Studying the riboregulatory role of Hfq in Klebsiella pneumoniae using CLASH (crosslinking, ligation and sequencing of hybrids)

Abstract

In nature, microorganisms are frequently exposed to different types of stresses, such as temperature fluctuations, osmotic pressure, pH variations, nutrient availability changes, attack by host immunity, exposure to free radicals and antibiotics. In response, microorganisms employ various mechanisms to adapt, repair and safeguard themselves. Bacterial adaptation involves reprogramming several molecular pathways that regulate transcription, post-transcriptional regulation (PTR), and translation. Although transcription is an essential regulatory mechanism for gene expression, the post-transcriptional process is critical in fine-tuning the gene expression before translating the mRNAs into proteins. PTR mechanisms involve rewiring the gene expression using small non-coding RNAs (sRNA) and RNA binding proteins (RBPs).

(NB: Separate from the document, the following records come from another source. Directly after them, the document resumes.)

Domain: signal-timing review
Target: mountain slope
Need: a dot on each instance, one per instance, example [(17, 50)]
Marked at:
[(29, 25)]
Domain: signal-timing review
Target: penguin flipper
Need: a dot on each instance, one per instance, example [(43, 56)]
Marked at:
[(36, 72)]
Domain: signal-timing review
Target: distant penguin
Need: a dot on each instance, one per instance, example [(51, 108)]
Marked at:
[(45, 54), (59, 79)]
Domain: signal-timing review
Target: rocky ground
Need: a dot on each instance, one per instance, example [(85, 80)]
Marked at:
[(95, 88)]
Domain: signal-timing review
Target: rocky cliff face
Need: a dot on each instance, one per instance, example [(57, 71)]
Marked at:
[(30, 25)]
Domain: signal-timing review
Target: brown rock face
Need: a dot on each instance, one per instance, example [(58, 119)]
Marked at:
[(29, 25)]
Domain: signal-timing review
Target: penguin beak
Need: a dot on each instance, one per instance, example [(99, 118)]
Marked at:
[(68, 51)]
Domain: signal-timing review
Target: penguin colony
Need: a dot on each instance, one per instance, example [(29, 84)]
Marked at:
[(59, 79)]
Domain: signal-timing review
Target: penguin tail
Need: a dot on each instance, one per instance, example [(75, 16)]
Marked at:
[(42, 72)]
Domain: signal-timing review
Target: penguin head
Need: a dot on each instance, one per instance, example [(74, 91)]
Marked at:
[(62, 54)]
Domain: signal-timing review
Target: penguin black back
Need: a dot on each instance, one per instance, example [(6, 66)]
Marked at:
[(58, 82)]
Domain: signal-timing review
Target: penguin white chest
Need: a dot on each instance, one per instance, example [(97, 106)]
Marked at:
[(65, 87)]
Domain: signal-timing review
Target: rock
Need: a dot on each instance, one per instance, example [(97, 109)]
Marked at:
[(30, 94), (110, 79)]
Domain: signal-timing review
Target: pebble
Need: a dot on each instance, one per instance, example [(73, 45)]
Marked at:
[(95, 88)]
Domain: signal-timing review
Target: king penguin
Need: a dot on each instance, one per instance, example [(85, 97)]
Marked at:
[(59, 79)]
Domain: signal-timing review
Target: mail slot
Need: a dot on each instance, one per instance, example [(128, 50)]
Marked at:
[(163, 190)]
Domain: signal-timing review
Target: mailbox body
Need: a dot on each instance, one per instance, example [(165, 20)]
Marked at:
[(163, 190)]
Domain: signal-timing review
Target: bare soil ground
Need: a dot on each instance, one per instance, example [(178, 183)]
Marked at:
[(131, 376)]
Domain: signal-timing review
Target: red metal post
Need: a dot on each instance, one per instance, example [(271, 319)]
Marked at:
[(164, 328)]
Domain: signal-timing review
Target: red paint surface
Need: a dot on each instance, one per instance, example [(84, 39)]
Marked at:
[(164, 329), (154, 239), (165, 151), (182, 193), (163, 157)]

In this study, I investigated Hfq, an RBP in a Gram-negative nosocomial pathogen Klebsiella pneumoniae (Kp), using a high-throughput sequencing technique named CLASH (Crosslinking, ligation, and sequencing of hybrids). I performed CLASH in two Kp strains - Ecl8 and Ecl8ΔramR (RamA overexpressor), and established gene regulation mechanisms between transcription and translation through the involvement of Hfq in PTR (Fig A).

As the transcription of numerous sRNAs is regulated by transcription factors (TF), I explored the link between a TF - “RamA” and its influence on Hfq bound sRNAs in mediating antibiotic resistance (ABR). My analyses between Ecl8 and Ecl8ΔramR provided insights of the transcriptional regulation of 7 sRNAs by RamA, highlighting the intricate and complex regulatory network. I chose MicF and SroC for further analyses. MicF and its target ompF were important in affecting antibiotic susceptibilities of tigecyline, tetracycline, ceftazidime and ciprofloxacin. However, SroC did not alter colistin or polymyxin B resistance in Kp due to the absence of a few downstream interacting targets. These findings imply that not all differentially regulated sRNAs in the presence of RamA produce a direct phenotype.

Analysis of Hfq-CLASH RNA-RNA interactions unravelled numerous canonical and novel sRNA-mRNA interactions important for regulating genes corresponding to virulence and ABR. I investigated some sRNAs such as Spf, RyhB, and OmrA/B, which interact with genes that modulate β-lactam susceptibility. A significant discovery of my thesis is the phenotype obtained due to the interaction between Spf and mrdA (encodes Penicillin Binding Protein 2). Spf deletion mutants exhibited decreased susceptibilities to β-lactam antibiotics like ampicillin, carbenicillin, benzylpenicillin, mecillinam, and penicillin V. Additionally, OmrA/B and RyhB sRNAs were involved in regulating the antibiotic entry of new antibiotic in the β-lactam class - Cefiderocol (CFDC). CFDC is a siderophore-conjugated cephalosporin that utilises a transporter channel named CirA. I demonstrated the role of OmrA/B and RyhB in interacting with cirA and modulating its mRNA expression. However, deletion mutants of OmrA/B and RyhB showed no significant changes in antibiotic susceptibility to CFDC, meaning that other transporters or sRNAs are important for regulating CFDC entry and susceptibility in K. pneumoniae.

In addition to antibiotic susceptibility phenotypes, I also explored the role of sRNAs in oxidative stress response. I studied the role of another sRNA – GcvB, in oxidative stress via its interaction with tpx (thiol peroxidase). The absence of GcvB improves the mutant’s survival rate to hydrogen peroxide exposure, stressing the importance of GcvB in peroxide resistance.

Ultimately, these findings underscore the importance of sRNAs as central players in bacterial stress response networks and pave the way for developing novel therapeutic strategies targeting sRNA-mediated regulatory pathways.